There’s a push-and-pull tension in this space. Though McNeil-Morin suggests the desire to clean up the fashion market is growing on both the production and consumption sides, Pulse of the Fashion Industry 2019 tells a different story. The report – by the Global Fashion Agenda, Boston Consulting Group and the Sustainable Apparel Coalition – found that progress on sustainability slowed by a third in 2018. 

“Unless the current trend...improves,” the authors write, “fashion will continue to be a net contributor to climate change.” 

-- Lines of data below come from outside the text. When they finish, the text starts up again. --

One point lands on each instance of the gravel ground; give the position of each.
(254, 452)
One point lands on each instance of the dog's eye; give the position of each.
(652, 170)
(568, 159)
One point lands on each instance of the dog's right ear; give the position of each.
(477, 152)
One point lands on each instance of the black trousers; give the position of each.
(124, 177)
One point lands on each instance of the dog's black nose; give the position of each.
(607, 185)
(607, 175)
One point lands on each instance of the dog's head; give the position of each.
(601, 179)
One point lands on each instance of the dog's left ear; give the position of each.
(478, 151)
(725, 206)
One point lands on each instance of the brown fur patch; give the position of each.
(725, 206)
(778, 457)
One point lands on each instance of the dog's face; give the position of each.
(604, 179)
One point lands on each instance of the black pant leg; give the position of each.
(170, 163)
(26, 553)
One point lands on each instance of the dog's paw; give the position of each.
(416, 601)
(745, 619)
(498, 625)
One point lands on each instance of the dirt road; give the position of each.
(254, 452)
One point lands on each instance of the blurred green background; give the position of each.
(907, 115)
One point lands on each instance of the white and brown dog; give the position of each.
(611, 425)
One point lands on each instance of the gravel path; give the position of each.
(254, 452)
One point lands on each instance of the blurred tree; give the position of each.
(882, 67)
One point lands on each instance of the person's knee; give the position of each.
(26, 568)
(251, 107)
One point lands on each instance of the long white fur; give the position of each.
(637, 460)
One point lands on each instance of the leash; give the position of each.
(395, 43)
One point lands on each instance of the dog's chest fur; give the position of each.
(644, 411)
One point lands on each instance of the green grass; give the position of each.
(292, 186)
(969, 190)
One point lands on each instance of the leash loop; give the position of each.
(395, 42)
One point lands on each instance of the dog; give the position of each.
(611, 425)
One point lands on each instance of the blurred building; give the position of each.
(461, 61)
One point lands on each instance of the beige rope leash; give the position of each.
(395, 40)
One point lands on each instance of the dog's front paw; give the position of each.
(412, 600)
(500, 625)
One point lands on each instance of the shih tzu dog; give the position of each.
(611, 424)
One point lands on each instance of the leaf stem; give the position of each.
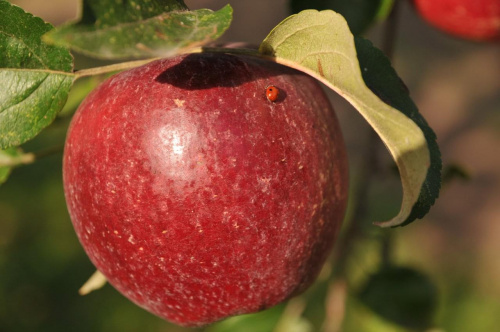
(388, 46)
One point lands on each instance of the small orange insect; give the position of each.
(272, 93)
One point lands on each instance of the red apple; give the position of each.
(471, 19)
(197, 196)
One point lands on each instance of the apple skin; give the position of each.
(470, 19)
(196, 196)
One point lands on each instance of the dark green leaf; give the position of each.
(130, 31)
(383, 80)
(401, 295)
(36, 78)
(359, 14)
(5, 162)
(454, 171)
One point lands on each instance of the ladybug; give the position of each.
(272, 93)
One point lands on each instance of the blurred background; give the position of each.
(456, 85)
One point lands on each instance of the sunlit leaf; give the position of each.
(320, 44)
(160, 31)
(360, 14)
(36, 77)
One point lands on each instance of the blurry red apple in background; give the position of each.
(470, 19)
(199, 191)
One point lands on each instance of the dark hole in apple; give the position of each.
(204, 71)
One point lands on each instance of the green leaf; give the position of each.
(36, 77)
(10, 158)
(160, 31)
(5, 167)
(359, 14)
(401, 295)
(382, 79)
(455, 172)
(320, 44)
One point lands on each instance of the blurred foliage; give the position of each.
(402, 295)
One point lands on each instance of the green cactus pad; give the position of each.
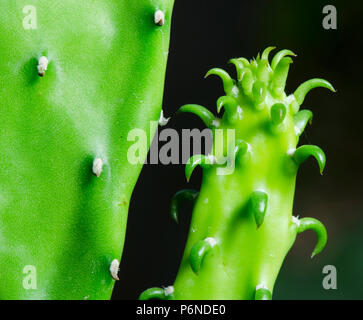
(76, 77)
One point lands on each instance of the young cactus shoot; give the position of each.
(76, 77)
(243, 225)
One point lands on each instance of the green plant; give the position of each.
(76, 77)
(242, 225)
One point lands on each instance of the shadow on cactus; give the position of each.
(242, 225)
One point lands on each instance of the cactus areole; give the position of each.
(242, 225)
(75, 77)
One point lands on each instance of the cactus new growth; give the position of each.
(242, 225)
(75, 78)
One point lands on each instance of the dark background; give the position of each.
(207, 34)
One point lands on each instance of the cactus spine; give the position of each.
(242, 225)
(75, 78)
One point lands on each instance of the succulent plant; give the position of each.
(243, 225)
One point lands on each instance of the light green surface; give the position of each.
(107, 62)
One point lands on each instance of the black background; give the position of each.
(207, 34)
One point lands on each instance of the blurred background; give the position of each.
(207, 34)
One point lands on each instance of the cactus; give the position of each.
(75, 78)
(242, 225)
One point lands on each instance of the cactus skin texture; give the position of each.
(65, 181)
(242, 225)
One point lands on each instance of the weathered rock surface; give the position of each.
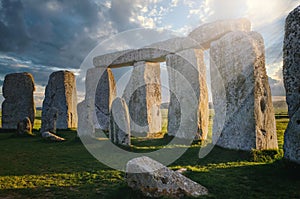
(105, 94)
(61, 95)
(238, 64)
(18, 91)
(291, 74)
(119, 129)
(200, 38)
(49, 120)
(87, 118)
(156, 180)
(50, 136)
(186, 69)
(24, 127)
(143, 96)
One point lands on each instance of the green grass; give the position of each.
(31, 167)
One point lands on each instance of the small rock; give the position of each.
(52, 137)
(24, 127)
(156, 180)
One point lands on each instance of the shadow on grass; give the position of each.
(67, 170)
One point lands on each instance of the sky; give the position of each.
(42, 37)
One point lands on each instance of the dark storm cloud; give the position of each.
(46, 31)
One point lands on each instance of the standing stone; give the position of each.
(24, 127)
(119, 129)
(105, 94)
(238, 66)
(143, 96)
(155, 180)
(87, 118)
(291, 75)
(18, 91)
(61, 95)
(188, 66)
(49, 120)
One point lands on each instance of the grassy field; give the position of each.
(31, 167)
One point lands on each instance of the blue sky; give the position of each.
(45, 36)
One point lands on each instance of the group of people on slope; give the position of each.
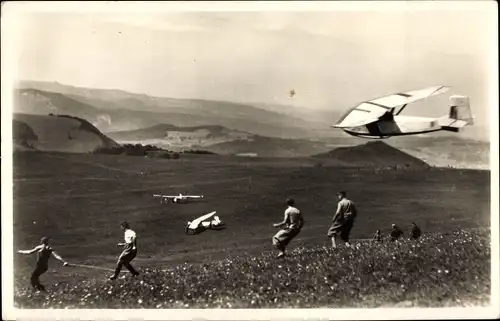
(343, 222)
(396, 233)
(44, 251)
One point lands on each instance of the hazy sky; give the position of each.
(331, 59)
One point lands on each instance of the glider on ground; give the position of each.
(205, 222)
(380, 117)
(179, 199)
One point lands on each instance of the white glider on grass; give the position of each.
(178, 199)
(205, 222)
(380, 117)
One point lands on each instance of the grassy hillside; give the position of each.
(57, 133)
(446, 150)
(79, 201)
(113, 104)
(70, 196)
(269, 147)
(439, 270)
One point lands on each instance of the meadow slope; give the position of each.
(439, 270)
(79, 201)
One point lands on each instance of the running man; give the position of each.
(396, 233)
(292, 224)
(42, 264)
(343, 220)
(415, 231)
(377, 237)
(129, 252)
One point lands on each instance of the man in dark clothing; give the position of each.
(42, 264)
(396, 233)
(415, 231)
(129, 251)
(343, 220)
(377, 237)
(292, 223)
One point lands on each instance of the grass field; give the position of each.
(79, 202)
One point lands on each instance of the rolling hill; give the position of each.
(375, 154)
(220, 140)
(128, 111)
(116, 112)
(446, 150)
(57, 134)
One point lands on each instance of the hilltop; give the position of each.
(374, 154)
(57, 134)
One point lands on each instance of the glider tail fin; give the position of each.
(459, 116)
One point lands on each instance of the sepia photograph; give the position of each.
(250, 160)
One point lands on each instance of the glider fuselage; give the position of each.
(397, 126)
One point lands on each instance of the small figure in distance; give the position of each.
(292, 223)
(377, 237)
(343, 220)
(42, 264)
(396, 233)
(415, 231)
(129, 251)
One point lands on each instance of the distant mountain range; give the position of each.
(375, 154)
(225, 127)
(61, 134)
(115, 110)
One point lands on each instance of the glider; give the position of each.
(179, 199)
(380, 117)
(205, 222)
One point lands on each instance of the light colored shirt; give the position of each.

Sabine Weber, a professor in Seneca College’s School of Fashion in Toronto, offers a course on fashion sustainability but says there’s a shortage of trained people to lead sustainable initiatives. It’s a problem she hopes that classes like hers can help solve. She says sustainability is still “an abstract concept” for most fashion students and industry professionals, and it has to be made relatable by breaking down the supply chain. How does textile waste affect the planet? How can we reduce, reuse, recycle and join the circular economy? How can we push for quality clothing that people will want to keep longer? These are all questions she addresses with her students. 

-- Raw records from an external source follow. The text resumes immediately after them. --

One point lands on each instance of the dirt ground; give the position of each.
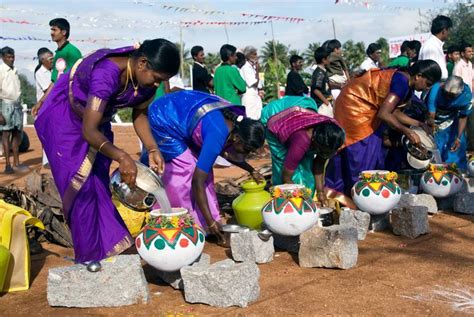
(394, 275)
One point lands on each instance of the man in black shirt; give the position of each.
(202, 80)
(295, 85)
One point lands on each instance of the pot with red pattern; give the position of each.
(170, 240)
(441, 180)
(291, 210)
(376, 192)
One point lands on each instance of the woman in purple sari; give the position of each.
(192, 129)
(74, 127)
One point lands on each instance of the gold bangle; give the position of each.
(102, 145)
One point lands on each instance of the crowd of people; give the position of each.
(321, 135)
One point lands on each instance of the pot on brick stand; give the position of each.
(248, 206)
(441, 180)
(376, 192)
(291, 210)
(170, 240)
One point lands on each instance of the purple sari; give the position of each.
(80, 173)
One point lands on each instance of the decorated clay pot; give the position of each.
(441, 180)
(470, 166)
(170, 241)
(376, 192)
(248, 206)
(291, 210)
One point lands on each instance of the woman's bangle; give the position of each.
(102, 145)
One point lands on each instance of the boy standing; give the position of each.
(320, 91)
(295, 85)
(228, 83)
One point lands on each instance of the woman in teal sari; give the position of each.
(301, 141)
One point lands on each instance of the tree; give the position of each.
(308, 53)
(267, 53)
(385, 58)
(354, 54)
(462, 15)
(28, 91)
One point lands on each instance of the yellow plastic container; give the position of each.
(248, 206)
(134, 220)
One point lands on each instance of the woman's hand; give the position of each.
(128, 170)
(215, 228)
(456, 145)
(156, 161)
(322, 198)
(259, 178)
(413, 137)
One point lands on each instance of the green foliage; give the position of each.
(28, 91)
(267, 53)
(354, 54)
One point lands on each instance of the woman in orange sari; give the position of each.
(362, 109)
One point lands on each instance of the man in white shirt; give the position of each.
(11, 109)
(249, 72)
(433, 47)
(374, 52)
(43, 78)
(463, 67)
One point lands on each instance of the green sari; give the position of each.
(304, 172)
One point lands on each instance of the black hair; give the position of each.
(415, 46)
(453, 48)
(427, 68)
(195, 50)
(162, 55)
(405, 46)
(372, 48)
(321, 53)
(328, 138)
(240, 60)
(7, 51)
(332, 44)
(463, 46)
(251, 132)
(41, 51)
(440, 23)
(226, 51)
(294, 59)
(62, 24)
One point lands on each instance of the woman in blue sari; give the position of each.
(192, 129)
(449, 105)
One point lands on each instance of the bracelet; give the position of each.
(102, 145)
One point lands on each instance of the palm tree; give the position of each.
(268, 52)
(308, 53)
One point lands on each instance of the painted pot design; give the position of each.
(376, 192)
(291, 210)
(441, 180)
(470, 166)
(170, 241)
(248, 206)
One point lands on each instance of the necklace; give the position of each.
(129, 75)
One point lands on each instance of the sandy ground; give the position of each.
(390, 274)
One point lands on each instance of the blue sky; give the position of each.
(130, 21)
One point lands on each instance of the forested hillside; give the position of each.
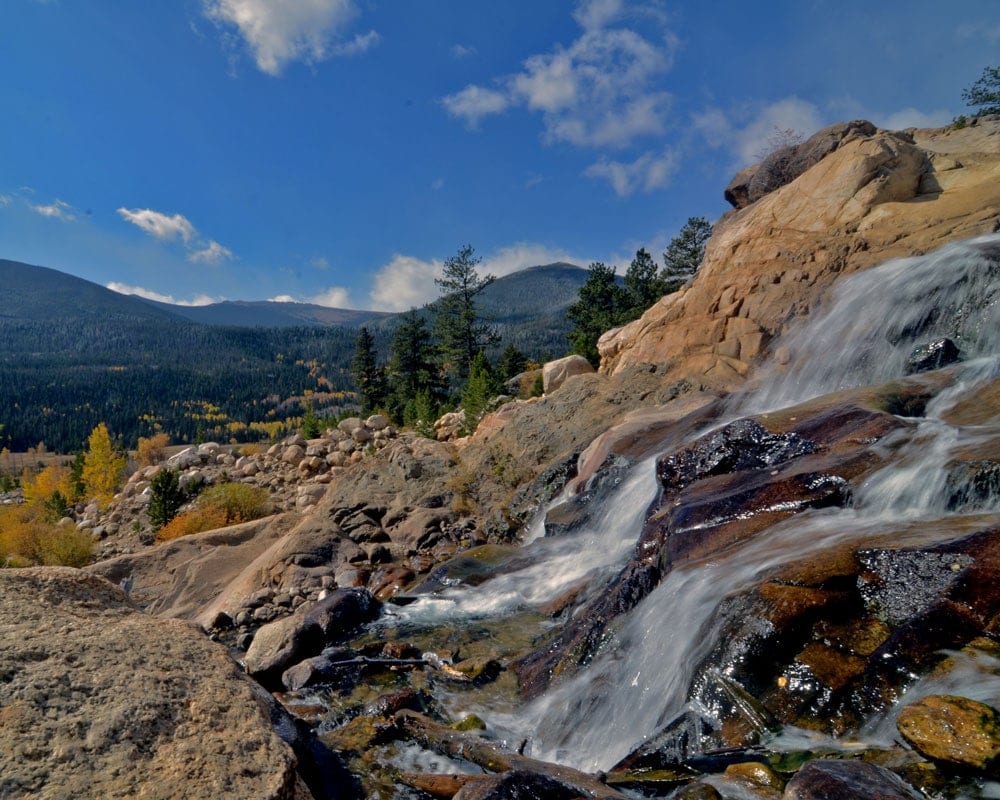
(74, 354)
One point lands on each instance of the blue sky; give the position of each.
(336, 151)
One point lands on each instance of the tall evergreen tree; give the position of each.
(600, 306)
(412, 368)
(985, 92)
(458, 324)
(685, 253)
(478, 391)
(642, 285)
(369, 377)
(512, 362)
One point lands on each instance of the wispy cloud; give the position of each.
(280, 32)
(463, 51)
(334, 297)
(159, 225)
(648, 172)
(58, 209)
(746, 132)
(177, 227)
(407, 282)
(212, 253)
(600, 91)
(149, 294)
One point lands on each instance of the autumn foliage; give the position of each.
(222, 505)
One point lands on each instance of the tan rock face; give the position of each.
(873, 198)
(99, 700)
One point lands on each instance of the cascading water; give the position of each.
(863, 337)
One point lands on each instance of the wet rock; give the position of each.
(973, 484)
(826, 779)
(740, 446)
(953, 729)
(278, 645)
(517, 785)
(757, 777)
(933, 355)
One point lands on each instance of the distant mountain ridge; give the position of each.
(73, 353)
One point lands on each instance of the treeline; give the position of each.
(437, 358)
(605, 303)
(60, 379)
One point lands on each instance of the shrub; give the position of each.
(152, 450)
(27, 539)
(196, 520)
(225, 504)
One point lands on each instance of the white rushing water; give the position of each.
(553, 565)
(864, 336)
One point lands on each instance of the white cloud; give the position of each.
(212, 253)
(746, 134)
(474, 102)
(361, 43)
(648, 172)
(912, 118)
(405, 282)
(159, 225)
(281, 31)
(56, 210)
(600, 91)
(334, 297)
(149, 294)
(595, 14)
(521, 255)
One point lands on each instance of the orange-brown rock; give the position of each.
(871, 199)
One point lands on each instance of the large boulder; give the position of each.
(278, 645)
(100, 700)
(556, 373)
(873, 197)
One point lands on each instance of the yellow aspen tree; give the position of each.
(102, 467)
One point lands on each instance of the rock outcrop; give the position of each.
(100, 700)
(862, 196)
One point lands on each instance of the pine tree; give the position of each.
(685, 253)
(985, 92)
(458, 325)
(369, 377)
(411, 366)
(642, 286)
(102, 466)
(478, 391)
(512, 362)
(600, 306)
(165, 499)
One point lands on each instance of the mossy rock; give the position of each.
(954, 730)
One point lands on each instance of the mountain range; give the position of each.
(75, 353)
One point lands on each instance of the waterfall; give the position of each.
(866, 334)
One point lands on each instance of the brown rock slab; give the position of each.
(100, 700)
(953, 729)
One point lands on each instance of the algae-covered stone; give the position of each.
(953, 729)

“Designers determine the life cycle of a garment,” Weber says, “and they can see what the life of a garment will be at the end of its design and after the consumer is done with it.” Training students to design a garment so it can be easily recycled or upcycled helps ensure that tomorrow’s apparel companies are contributing to a circular economy. 

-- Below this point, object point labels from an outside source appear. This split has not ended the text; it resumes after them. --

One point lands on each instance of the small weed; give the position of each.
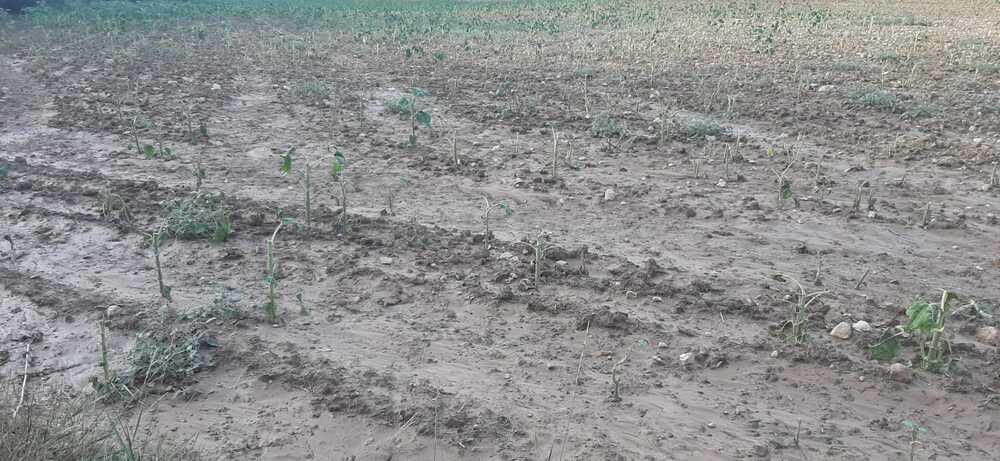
(916, 430)
(113, 208)
(927, 326)
(154, 241)
(199, 215)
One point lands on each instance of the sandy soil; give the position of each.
(653, 332)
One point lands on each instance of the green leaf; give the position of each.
(786, 191)
(920, 314)
(424, 118)
(914, 427)
(507, 210)
(286, 161)
(885, 350)
(339, 163)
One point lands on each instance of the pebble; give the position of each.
(901, 373)
(988, 335)
(841, 331)
(862, 326)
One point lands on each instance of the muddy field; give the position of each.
(572, 230)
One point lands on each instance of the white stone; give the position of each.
(862, 326)
(841, 331)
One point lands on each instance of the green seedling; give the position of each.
(154, 240)
(801, 302)
(417, 116)
(393, 191)
(538, 250)
(555, 154)
(199, 174)
(783, 182)
(286, 161)
(616, 380)
(337, 172)
(916, 430)
(113, 207)
(271, 268)
(927, 325)
(487, 210)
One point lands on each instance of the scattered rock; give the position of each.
(988, 335)
(900, 373)
(841, 331)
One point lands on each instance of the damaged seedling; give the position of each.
(487, 210)
(801, 301)
(154, 240)
(783, 182)
(538, 250)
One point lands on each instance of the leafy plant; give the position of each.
(927, 324)
(337, 169)
(199, 215)
(801, 301)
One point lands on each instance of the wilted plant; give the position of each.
(538, 250)
(113, 207)
(927, 325)
(798, 317)
(393, 191)
(487, 210)
(784, 183)
(916, 430)
(154, 241)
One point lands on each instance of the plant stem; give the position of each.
(308, 201)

Suad Ali is a third-year Fashion Business Management student at Seneca College’s Newnham Campus. She says she learned about the detrimental effects of fashion in school. “[It] changed the way I think … Now I want to work in recycling and upcycling materials,” she says. 

Only a few students from her program are seriously incorporating elements of sustainability into their post-graduation business plans, Ali says, adding that most are resigned to the status quo. “That’s why we need more courses to keep reminding people of the importance of sustainability.”

Other schools putting sustainability at the core of their fashion design, production and business programs include Lethbridge College in Alberta and the London College of Fashion. But there are still far too few of them to flip the industry on its head, advocates say. 

A lot of the work going into educating the public, students and brands about the importance of sustainability in fashion is coming from outside of school systems. The Ellen MacArthur Foundation has been working with a number of brands and universities to encourage a transition to a circular economy, recognizing the need to move away from a “take-make-waste” model of production and consumption. Through online resources and collaboration with universities around the world, such as the University of Montreal and the University of Chile, the foundation equips students with the knowledge and skills to build a society and economy with the concepts of sustainability and a circular economy at the core of their values. 

Still, more schools and universities need to recognize the future of business and forces of change and train students accordingly. 

“I attended the Copenhagen Fashion Summit [last May], and I was so surprised to see that education leaders were still only talking about introducing sustainability courses. At this point, we need interest at the program stage, not just the course stage,” McNeil-Morin says. 

Regenerative fabrics, upcycling, recycling, as well as slow-fashion business models all must become central to fashion programs so that students can bring these practices to the industry when they graduate. With scientists suggesting that we have 10 years left to bend the climate crisis curve, we need all hands on deck – including the next generation of fashion industry leaders. 

Shreya Kalra is a journalist based in Toronto writing on the environment, women, children and social issues.